Но смысл поправки был утерян под нежный звон стаканчиков и крепкое перхание нескольких обожженных глоток. Закусывали, ели со здоровым, могучим аппетитом; двигались над столом руки с черными буграми ногтей, блестели зубы и глазные белки, вздувались красноватые повлажневшие скулы, а Ткаченко сидел с этими людьми последний раз, и было хорошо, что никто не собрался сказать об этом. Последний раз он был на равных, после смены, перед футбольной игрой. Крепкие загорелые парни бегут по зеленому полю земли, — такая яркая картина прошла в его сознании, и он впервые подумал, что любил стадион в часы матча, любил, как будто на девяносто минут игры переставал быть усталым подземным рабочим, а жил той свободной радостной жизнью, для которой он был, наверное, создан. И еще любил потому, что ходил вместе с этими людьми, потому что безумие победы, поднимающее на ноги в один миг сорок пять тысяч, рождало чувство мужского братства. В те дни, когда должен был играться футбольный матч, Ткаченко, рубя грудь пласта, всегда мысленно определял местоположение стадиона, и зеленое поле земли как будто приближалось к нему.
Он подумал, что теперь он не будет ходить на стадион. Без товарищей ему там будет уже не хорошо, как не может быть человеку хорошо, когда он становится один.
«Нет, — сказал он себе. — Что за чушь! Я буду к ним приходить. Хотя бы раз в месяц. Можно позвонить, договориться, встретиться…»
Ткаченко представил, как он приходит на шахту — и, конечно, все обрадуются; ему захотелось подтвердить их будущую радость примером, он вспомнил своего тезку, слесаря Фастикова, которому лебедочным канатом отсекло три пальца на правой руке, и вспомнил, как тот вначале появлялся в нарядной участка, рассказывал о своей новой работе (он устроился в ЖЭК), но потом стал чужим и приходил только в бухгалтерию за пенсией, хотя никто с ним не ссорился, — он просто уже не был связан с шахтой, а жалости ему не нужно было.
Да, признался Ткаченко, зачем себе врать? Последний раз, как ни хитри, есть последний раз. И надо к этому привыкнуть, надо попять, что если когда-то был первый шаг, то наступит последний, и надо тогда уходить просто, никому не причиняя хлопот.
Ничего лучше нельзя было придумать, думал Ткаченко, уйти без хлопот.

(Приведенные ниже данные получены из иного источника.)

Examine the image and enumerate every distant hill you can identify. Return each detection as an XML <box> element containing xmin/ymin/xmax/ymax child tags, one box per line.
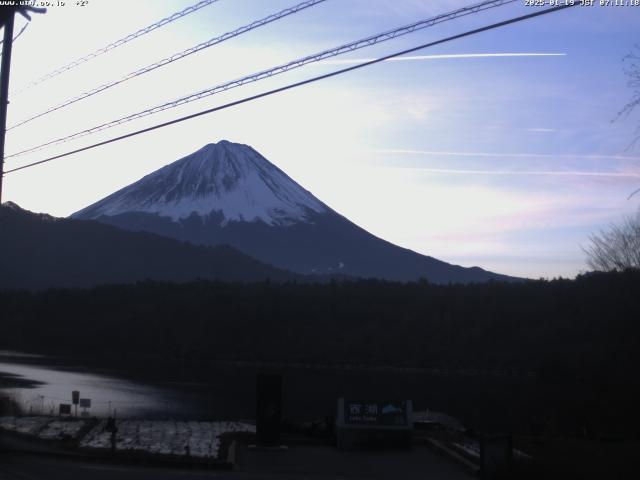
<box><xmin>0</xmin><ymin>202</ymin><xmax>301</xmax><ymax>289</ymax></box>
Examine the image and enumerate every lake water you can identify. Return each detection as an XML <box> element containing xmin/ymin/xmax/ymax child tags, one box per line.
<box><xmin>0</xmin><ymin>352</ymin><xmax>190</xmax><ymax>417</ymax></box>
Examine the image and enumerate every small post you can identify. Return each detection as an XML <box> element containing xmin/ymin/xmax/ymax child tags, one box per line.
<box><xmin>0</xmin><ymin>12</ymin><xmax>15</xmax><ymax>204</ymax></box>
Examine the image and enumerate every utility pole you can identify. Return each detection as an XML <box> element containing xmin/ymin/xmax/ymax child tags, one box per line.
<box><xmin>0</xmin><ymin>12</ymin><xmax>15</xmax><ymax>204</ymax></box>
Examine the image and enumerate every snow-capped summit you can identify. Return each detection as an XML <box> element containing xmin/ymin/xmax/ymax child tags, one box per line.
<box><xmin>73</xmin><ymin>140</ymin><xmax>329</xmax><ymax>225</ymax></box>
<box><xmin>73</xmin><ymin>141</ymin><xmax>509</xmax><ymax>283</ymax></box>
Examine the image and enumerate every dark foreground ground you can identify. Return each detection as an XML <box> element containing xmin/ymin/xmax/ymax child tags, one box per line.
<box><xmin>0</xmin><ymin>446</ymin><xmax>473</xmax><ymax>480</ymax></box>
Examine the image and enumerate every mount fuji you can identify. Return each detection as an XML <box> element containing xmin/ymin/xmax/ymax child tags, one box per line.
<box><xmin>72</xmin><ymin>140</ymin><xmax>515</xmax><ymax>283</ymax></box>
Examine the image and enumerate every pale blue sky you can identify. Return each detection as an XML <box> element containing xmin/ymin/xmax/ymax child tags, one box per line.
<box><xmin>4</xmin><ymin>0</ymin><xmax>640</xmax><ymax>278</ymax></box>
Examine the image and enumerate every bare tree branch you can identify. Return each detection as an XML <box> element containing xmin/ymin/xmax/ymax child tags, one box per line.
<box><xmin>582</xmin><ymin>211</ymin><xmax>640</xmax><ymax>272</ymax></box>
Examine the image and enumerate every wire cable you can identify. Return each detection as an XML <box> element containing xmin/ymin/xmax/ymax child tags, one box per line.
<box><xmin>5</xmin><ymin>0</ymin><xmax>518</xmax><ymax>158</ymax></box>
<box><xmin>7</xmin><ymin>0</ymin><xmax>326</xmax><ymax>131</ymax></box>
<box><xmin>12</xmin><ymin>0</ymin><xmax>218</xmax><ymax>95</ymax></box>
<box><xmin>5</xmin><ymin>3</ymin><xmax>578</xmax><ymax>173</ymax></box>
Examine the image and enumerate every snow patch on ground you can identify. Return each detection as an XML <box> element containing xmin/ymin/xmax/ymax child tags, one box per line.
<box><xmin>0</xmin><ymin>417</ymin><xmax>86</xmax><ymax>440</ymax></box>
<box><xmin>80</xmin><ymin>420</ymin><xmax>256</xmax><ymax>458</ymax></box>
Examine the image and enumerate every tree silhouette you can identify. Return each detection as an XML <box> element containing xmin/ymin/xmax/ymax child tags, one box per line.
<box><xmin>584</xmin><ymin>211</ymin><xmax>640</xmax><ymax>272</ymax></box>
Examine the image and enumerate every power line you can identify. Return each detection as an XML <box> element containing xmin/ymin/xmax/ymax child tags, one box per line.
<box><xmin>7</xmin><ymin>0</ymin><xmax>326</xmax><ymax>131</ymax></box>
<box><xmin>0</xmin><ymin>22</ymin><xmax>29</xmax><ymax>45</ymax></box>
<box><xmin>6</xmin><ymin>0</ymin><xmax>518</xmax><ymax>158</ymax></box>
<box><xmin>6</xmin><ymin>3</ymin><xmax>578</xmax><ymax>173</ymax></box>
<box><xmin>12</xmin><ymin>0</ymin><xmax>218</xmax><ymax>95</ymax></box>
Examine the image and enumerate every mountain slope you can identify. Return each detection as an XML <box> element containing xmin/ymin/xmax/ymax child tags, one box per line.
<box><xmin>73</xmin><ymin>141</ymin><xmax>514</xmax><ymax>283</ymax></box>
<box><xmin>0</xmin><ymin>202</ymin><xmax>299</xmax><ymax>289</ymax></box>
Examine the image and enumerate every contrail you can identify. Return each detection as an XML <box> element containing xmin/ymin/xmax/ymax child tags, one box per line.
<box><xmin>316</xmin><ymin>53</ymin><xmax>567</xmax><ymax>65</ymax></box>
<box><xmin>370</xmin><ymin>148</ymin><xmax>640</xmax><ymax>161</ymax></box>
<box><xmin>388</xmin><ymin>167</ymin><xmax>640</xmax><ymax>178</ymax></box>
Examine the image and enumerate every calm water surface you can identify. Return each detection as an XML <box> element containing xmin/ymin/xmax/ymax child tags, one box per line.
<box><xmin>0</xmin><ymin>352</ymin><xmax>190</xmax><ymax>417</ymax></box>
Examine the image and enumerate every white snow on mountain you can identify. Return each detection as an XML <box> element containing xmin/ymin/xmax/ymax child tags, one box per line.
<box><xmin>73</xmin><ymin>140</ymin><xmax>329</xmax><ymax>225</ymax></box>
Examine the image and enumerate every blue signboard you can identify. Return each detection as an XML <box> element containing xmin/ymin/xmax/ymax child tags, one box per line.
<box><xmin>344</xmin><ymin>400</ymin><xmax>409</xmax><ymax>426</ymax></box>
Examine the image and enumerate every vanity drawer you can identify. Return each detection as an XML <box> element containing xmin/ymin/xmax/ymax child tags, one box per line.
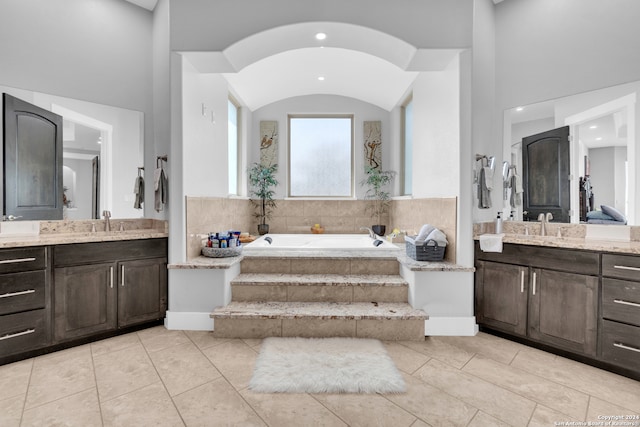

— Наливай по второй, — сказал Лебеденко.
Хрыков сорвал фольгу с горлышка бутылки.
Ткаченко разломил хлеб и, поддев вилкой глазок остывшей яичницы, положил его на хлеб. Суп был съеден. От салата остались белые ребрышки лука на дне тарелки. Закуска кончилась так же быстро, как и в минуты подземных завтраков, когда, сколько бы ни было в «тормозках» колбасы, котлет, вареных яиц и хлеба, все это сразу исчезало; уписывалось и трескалось, как в домне сгорало, и порой казалось, что не хватает самой малости, чтобы обычная еда превратилась во что-то другое, в акт преломления своего хлеба с другом. Серьезность подземных завтраков смутно ощущалась всеми.
А сейчас нараставшее желание праздника наталкивалось на угрюмую сосредоточенность хозяина и исходило в небольшие разговоры, в баечки Кердоды, как будто искало, кто из людей его выразит первым.